When the #DefundHate Coalition heard ICE was trying to secure additional funding through the continuing resolution, we knew we had to mobilize quickly. Within a 10-day period we met with 30 members of Congress in DC, and organized grassroots groups to put pressure on their members of Congress in their home states.
On September 11, a group of immigrants, community leaders from the border region, faith leaders and activists from the #DefundHate Coalition delivered more than 60,000 petition signatures to Sen. Richard Shelby, the chair of the Senate Appropriations Committee, and Senate Minority Leader Chuck Schumer. I shared Gbohoutou’s story, as well as others of terrible suffering in inhumane conditions in detention. Residents from the border region shared how difficult militarization and racial profiling makes their daily life. We offered prayers for compassion on the part of Congress and chants of: “No hate, no fear, immigrants are welcome here” until police arrived to escort us out.

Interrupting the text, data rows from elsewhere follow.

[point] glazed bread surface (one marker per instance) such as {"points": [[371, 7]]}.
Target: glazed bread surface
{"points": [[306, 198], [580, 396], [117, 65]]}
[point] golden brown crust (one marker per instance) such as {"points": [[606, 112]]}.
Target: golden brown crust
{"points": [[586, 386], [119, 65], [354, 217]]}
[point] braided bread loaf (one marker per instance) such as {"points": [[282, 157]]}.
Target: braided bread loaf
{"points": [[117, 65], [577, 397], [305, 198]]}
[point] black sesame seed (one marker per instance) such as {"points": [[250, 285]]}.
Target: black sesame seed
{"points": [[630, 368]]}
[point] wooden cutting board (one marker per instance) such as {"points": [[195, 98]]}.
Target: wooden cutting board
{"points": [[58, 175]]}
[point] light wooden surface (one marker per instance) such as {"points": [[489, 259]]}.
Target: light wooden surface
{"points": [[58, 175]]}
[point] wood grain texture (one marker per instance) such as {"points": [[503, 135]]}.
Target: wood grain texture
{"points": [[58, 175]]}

We were also working to get information on exactly how much money ICE had diverted from other agencies. Using a Freedom of Information Act request and pressure from a friendly member of Congress, we were able to obtain documentation of ICE’s transfer requests. These transfers included nearly $10 million that ICE diverted from the Federal Emergency Management Agency (FEMA). As Hurricane Florence was approaching and communities were bracing themselves for a devastating storm, ICE was using money that should have gone toward helping people survive to instead hold thousands of people in cages.
Congresspeople were provided with this information as part of our advocacy efforts. On September 11, Sen. Jeff Merkley shared the FEMA story with the press. Suddenly, ICE was facing yet another scandal, and politicians who had been hesitant to come out against the additional $1 billion funding request began to shift their position.
On September 13, Senate leadership released a budget bill without the billion dollars ICE had requested. That is $1 billion that won’t go toward caging our communities. Even in a deeply reactionary political climate, with an administration intent on punishing and oppressing the most vulnerable, grassroots organizing worked.
But this is only a partial victory. The bigger struggle will be over the funding for 2019 and for the years to come. It is up to us to build on this momentum, and to demand that Congress not only refuse to increase funding, but begin to defund ICE altogether.
Following increased public attention on ICE abuses, thousands of people across the country have called for the agency’s abolition. But that change isn’t going to happen overnight. That’s why it is critically important that we pay attention to the appropriations process, and do everything we can to reduce the resources ICE has to carry out its anti-immigrant agenda right now.
Often, a considerable obstacle to cutting ICE funding is lawmakers who may claim to support immigrants but are hesitant to take a stand against the agency. We need to make it clear that it is unacceptable to sacrifice human rights in the name of political expediency.
Hundreds of thousands of people have taken to the streets, signed petitions, made phone calls, occupied ICE offices, rallied at the border, and taken bold and creative actions to say that we will not stand for a hateful, racist agenda that cages and exiles our family, friends and neighbors. It’s time for Congress to send the same message.